Politik : Jahrestag: Jenseits der Träume

Thomas Roser

Schwer rumpeln die Schützenpanzer über den frisch verlegten Asphalt, mit ohrenbetäubendem Lärm ziehen Düsenjäger über den Schaulustigen am Kiewer Chreschtschatyk ihre Bahn. Gefällig lässt auf der Ehrentribüne Präsident Leonid Kutschma seinen Blick über die endlose Kolonne fähnchenschwingender Schülerinnen, Kosakenreiter und Tanzgruppen schweifen: "Mit dieser Feier zeigen wir, dass die unabhängige Ukraine etabliert ist - für immer und ewig."

Viel länger als in anderen Teilen des von der Perestroika erfassten Sowjet-Imperiums hatte in den 80er Jahren in der Ukraine die "bleierne Zeit" gewährt. Erst nach der Katastrophe von Tschernobyl 1986 begann sich am Dnjepr die Opposition zu regen. Doch nicht die Verfechter einer unabhängigen Ukraine, sondern ausgerechnet die bis dahin zur Sowjetunion loyalen Kommunisten in Kiew (KPU) entpuppten sich im August 1991 als Geburtshelfer des zweitgrößten Flächenstaats Europas: Mit ihren Stimmen erklärte sich die Sowjetrepublik am 24. August für unabhängig.

"Die Ukraine, die wir uns erträumten, haben wir nicht erhalten," seufzt in seinem Büro Dmytro Ponamarchuk, der Sprecher der für die Unabhängigkeit streitenden "Ruch"-Bewegung. Müde berichtet er von mysteriösen Autounfällen und dem ungeklärten Verschwinden von Parteifreunden. Neben dem Vorsitzenden habe Ruch so rund 100 ihrer aktivsten Mitglieder verloren: "Für uns waren die zehn Jahre der Unabhängigkeit zehn harte Jahre des Leidens."
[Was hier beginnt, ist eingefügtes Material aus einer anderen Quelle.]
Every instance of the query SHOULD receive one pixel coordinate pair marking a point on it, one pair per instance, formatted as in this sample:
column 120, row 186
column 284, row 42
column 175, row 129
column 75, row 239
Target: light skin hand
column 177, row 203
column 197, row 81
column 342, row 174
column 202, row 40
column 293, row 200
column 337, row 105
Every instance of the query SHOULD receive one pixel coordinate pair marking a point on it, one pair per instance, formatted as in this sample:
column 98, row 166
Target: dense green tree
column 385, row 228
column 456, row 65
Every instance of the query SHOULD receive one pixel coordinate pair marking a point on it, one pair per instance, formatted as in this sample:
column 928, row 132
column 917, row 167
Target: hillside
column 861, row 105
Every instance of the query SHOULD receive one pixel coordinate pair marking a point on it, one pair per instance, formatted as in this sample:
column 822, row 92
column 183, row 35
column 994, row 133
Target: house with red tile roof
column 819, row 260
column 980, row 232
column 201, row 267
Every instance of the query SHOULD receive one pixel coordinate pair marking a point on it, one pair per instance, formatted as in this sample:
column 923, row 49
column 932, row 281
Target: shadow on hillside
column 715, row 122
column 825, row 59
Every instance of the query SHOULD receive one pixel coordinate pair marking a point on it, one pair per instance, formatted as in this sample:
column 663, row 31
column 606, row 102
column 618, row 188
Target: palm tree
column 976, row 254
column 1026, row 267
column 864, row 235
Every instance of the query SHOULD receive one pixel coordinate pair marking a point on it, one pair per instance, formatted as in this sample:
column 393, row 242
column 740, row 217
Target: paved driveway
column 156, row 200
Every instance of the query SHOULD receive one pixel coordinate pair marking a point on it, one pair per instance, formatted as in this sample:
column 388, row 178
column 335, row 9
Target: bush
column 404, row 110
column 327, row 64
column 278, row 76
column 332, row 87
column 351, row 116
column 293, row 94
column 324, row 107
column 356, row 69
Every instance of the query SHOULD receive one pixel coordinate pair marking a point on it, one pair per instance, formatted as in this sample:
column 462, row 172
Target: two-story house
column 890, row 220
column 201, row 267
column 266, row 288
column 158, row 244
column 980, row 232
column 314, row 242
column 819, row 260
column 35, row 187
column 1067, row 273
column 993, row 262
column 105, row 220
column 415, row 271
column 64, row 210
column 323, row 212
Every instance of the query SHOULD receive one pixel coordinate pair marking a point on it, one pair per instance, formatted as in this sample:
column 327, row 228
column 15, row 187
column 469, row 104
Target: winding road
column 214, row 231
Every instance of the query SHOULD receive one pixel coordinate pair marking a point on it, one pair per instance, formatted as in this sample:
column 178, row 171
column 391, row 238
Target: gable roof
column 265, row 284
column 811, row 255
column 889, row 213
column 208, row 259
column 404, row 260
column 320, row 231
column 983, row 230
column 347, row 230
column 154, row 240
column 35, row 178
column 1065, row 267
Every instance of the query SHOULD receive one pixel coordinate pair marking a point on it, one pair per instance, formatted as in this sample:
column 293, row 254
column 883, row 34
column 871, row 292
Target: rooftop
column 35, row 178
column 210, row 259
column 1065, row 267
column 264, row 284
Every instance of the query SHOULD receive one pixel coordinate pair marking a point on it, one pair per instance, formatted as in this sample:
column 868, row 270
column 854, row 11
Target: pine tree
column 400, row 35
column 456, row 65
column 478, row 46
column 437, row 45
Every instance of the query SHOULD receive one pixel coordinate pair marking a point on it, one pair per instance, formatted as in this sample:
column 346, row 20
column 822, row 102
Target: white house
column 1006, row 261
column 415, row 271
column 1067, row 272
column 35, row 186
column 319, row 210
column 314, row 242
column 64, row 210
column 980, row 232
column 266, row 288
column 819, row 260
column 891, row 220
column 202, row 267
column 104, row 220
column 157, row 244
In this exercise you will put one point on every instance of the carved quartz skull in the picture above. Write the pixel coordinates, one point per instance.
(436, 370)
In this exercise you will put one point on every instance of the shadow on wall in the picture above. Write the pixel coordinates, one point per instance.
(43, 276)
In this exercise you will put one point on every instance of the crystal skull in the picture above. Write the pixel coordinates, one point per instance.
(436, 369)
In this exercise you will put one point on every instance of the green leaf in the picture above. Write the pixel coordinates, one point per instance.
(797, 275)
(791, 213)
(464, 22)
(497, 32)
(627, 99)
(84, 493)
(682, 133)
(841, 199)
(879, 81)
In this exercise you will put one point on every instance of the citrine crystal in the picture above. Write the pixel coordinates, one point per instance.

Über 90 Prozent der Wähler stimmten im Dezember 1991 der Unabhängigkeit zu. Doch die Aufbruchstimmung sollte nicht lange währen. Mit der Wahl des KPU-Chefs Leonid Krawtschuk zum ersten Präsidenten zerstob die Hoffnung der Opposition auf einen Neuanfang. Korruption und demokratische Defizite überschatten auch die Amtszeit von dessen Nachfolger Leonid Kutschma, dessen Position nach der vermutlich aus seinem Umfeld angeordneten Ermordung des Journalisten Georgij Gongadze zu Jahresbeginn nur kurz ins Wanken geriet.

Trotz leistungsstarker Schwerindustrie taumelte die einstige Kornkammer der Sowjetunion nach der Unabhängigkeit in eine tiefe Krise. Überfällige Wirtschafts- und Bodenreformen blieben lange aus, stattdessen begannen die auf Managersessel gerutschten Direktoren die einstigen Staatsbetriebe hemmungslos auszuplündern.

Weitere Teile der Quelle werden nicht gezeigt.